Among these wraiths is Attracta McCabe. Her land is scattered all around the bog like a torn up document. In the same way she scatters her ten cows, moving them daily the way a farmer might scatter his seeds at planting time, from one inherited bog field to another, as if the Land Registry had never bothered to clump them together into usable sizes. She is a strong and handsome woman, beautiful one might say, with a sad faraway look as if she suspects there is a world out there away from the bog, snippets of news of which reach her from time to time, and which she knows she will never experience. She does not drive.

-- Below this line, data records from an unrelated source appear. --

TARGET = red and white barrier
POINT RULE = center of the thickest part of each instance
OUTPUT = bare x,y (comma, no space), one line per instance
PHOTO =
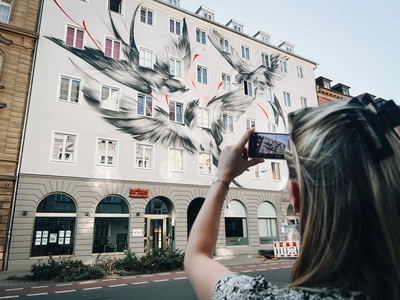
286,249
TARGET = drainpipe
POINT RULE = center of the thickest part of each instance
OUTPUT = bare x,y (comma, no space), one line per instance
13,201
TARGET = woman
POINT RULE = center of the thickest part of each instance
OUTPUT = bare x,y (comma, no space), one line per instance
344,168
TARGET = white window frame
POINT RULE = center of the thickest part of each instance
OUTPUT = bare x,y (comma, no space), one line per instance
6,16
203,117
112,101
200,77
250,123
248,88
201,36
205,158
276,171
107,153
63,149
149,20
146,107
75,39
138,160
226,81
175,119
69,92
225,45
173,26
146,58
174,68
228,122
287,99
174,154
112,49
245,52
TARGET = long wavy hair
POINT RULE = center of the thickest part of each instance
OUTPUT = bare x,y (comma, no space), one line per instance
349,204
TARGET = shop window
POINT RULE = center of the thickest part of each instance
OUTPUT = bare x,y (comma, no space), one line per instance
54,228
236,224
267,223
111,225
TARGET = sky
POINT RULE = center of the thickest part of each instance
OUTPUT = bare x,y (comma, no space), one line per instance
354,42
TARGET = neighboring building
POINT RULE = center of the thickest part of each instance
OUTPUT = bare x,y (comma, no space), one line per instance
125,130
18,24
327,93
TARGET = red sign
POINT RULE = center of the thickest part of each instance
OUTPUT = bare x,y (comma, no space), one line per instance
138,193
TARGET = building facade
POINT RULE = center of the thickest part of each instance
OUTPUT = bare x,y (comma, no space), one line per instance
131,104
18,34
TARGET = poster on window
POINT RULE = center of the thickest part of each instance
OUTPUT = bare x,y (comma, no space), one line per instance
53,238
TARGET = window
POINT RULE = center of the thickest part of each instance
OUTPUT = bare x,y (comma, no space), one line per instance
202,74
111,225
69,89
245,52
267,223
146,58
176,111
203,117
224,44
5,7
265,60
204,163
175,67
303,102
248,88
175,26
228,122
271,127
250,123
255,172
226,81
64,147
109,97
201,36
276,171
115,6
286,99
144,156
146,16
112,48
74,37
145,106
300,72
283,66
269,94
236,224
106,152
52,234
175,157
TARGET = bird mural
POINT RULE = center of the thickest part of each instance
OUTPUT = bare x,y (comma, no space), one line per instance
159,83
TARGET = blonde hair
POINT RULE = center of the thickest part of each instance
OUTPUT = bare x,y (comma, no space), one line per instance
349,204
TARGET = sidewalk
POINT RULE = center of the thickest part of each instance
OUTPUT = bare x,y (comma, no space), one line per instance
228,261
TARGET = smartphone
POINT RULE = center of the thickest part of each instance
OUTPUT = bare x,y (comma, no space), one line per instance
267,145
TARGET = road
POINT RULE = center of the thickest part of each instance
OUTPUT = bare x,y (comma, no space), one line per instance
163,286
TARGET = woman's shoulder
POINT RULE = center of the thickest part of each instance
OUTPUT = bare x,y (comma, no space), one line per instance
237,286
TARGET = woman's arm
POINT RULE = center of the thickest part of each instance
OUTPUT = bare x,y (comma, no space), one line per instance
203,272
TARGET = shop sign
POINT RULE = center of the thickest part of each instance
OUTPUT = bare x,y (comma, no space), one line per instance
138,193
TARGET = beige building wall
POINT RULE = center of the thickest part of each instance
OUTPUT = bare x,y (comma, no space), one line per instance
17,42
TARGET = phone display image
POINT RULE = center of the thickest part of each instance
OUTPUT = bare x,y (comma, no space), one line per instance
267,145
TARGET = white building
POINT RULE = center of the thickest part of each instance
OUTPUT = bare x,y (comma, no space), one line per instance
130,106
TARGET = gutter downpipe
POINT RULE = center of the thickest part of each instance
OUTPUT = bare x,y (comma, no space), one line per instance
14,198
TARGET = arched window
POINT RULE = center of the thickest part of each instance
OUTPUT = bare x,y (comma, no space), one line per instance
267,223
111,225
54,228
236,224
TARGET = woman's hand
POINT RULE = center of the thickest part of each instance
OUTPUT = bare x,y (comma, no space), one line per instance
234,159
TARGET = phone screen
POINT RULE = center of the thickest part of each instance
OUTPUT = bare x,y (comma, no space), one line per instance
267,145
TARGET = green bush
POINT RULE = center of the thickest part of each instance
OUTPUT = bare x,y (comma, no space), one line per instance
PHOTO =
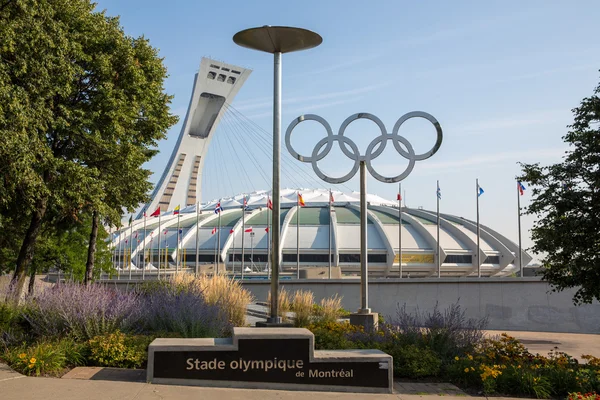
333,335
414,362
119,350
46,358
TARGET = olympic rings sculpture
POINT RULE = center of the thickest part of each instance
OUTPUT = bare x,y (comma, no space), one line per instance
349,148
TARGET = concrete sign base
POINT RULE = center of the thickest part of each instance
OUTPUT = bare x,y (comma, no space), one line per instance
276,358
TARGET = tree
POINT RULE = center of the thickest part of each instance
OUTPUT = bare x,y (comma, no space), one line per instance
566,199
77,92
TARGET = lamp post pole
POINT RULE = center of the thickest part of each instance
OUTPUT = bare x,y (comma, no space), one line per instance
276,40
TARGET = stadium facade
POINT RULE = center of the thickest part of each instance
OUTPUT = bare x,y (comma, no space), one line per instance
323,234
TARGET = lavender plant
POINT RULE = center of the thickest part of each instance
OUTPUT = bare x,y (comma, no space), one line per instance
81,311
448,332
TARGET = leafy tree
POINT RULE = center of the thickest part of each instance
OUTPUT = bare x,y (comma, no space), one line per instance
566,197
81,103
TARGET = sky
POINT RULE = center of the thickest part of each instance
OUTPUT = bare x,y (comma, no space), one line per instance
500,77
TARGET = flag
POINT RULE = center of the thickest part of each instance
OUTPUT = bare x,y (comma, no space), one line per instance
301,200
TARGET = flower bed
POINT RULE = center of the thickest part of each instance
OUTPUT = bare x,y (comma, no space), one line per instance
70,324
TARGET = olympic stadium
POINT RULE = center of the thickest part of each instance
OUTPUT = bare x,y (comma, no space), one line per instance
318,240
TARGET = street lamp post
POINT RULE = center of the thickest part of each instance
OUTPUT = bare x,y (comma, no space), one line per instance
276,40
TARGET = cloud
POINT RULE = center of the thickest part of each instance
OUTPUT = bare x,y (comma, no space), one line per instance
538,118
306,108
304,99
487,159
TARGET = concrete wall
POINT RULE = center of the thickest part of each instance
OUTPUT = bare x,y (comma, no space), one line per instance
510,303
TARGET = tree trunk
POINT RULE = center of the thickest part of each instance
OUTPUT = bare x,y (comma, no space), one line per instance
17,283
89,265
32,271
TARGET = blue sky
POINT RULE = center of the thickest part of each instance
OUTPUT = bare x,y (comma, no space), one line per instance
501,77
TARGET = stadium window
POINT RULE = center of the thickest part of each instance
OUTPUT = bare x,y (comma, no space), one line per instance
492,260
458,259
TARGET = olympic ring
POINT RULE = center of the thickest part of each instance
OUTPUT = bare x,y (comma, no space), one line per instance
374,149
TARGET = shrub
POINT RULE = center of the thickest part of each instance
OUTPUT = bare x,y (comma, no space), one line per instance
81,311
333,335
119,350
414,362
331,308
584,396
302,305
285,306
448,333
46,358
228,294
182,309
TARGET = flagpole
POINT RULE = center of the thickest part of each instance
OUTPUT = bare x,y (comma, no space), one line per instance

She has a large almost grown family who are becoming of the outside world, of college and job and the internet. She cares for them and her husband and her ten coweens.

I see her at evening bringing the cows home, walking along the bóithrín, she and they silhouetted against the evening sky, light stick in her hand, walking with them gently but with the majesty of Queen Maedbh. Sometimes, later, in my headlights, returning from a gathering I come across her lit up in her reflective jacket by my beam like a sudden lighthouse, cowering blinded back into the drain as we meet, she returning from putting them away for the night or checking a broken ditch. Beautiful and sad.

Schwantz has encountered her too. His eyes glitter when they meet.
–How is my sweet honeysuckle of the lane, he whispers, listening to be sure his voice does not carry over the bog amphitheatre to her family house or the conch-eared neighbours tuned to every variation in a frequency that scarcely changes from one moment to another.
– The Queen of the Bogland with her prize bulls! The divil is in him then. I hear him. He is on his way here and a whisper is louder than the wind down my slope.
I do not know her thoughts. She moves with the cows year in year out like the swaying of the ash branches, in tune with the place, but not unmoved by the wind. She balances on a fine edge. It would be cruel to tip her. To set her wobbling.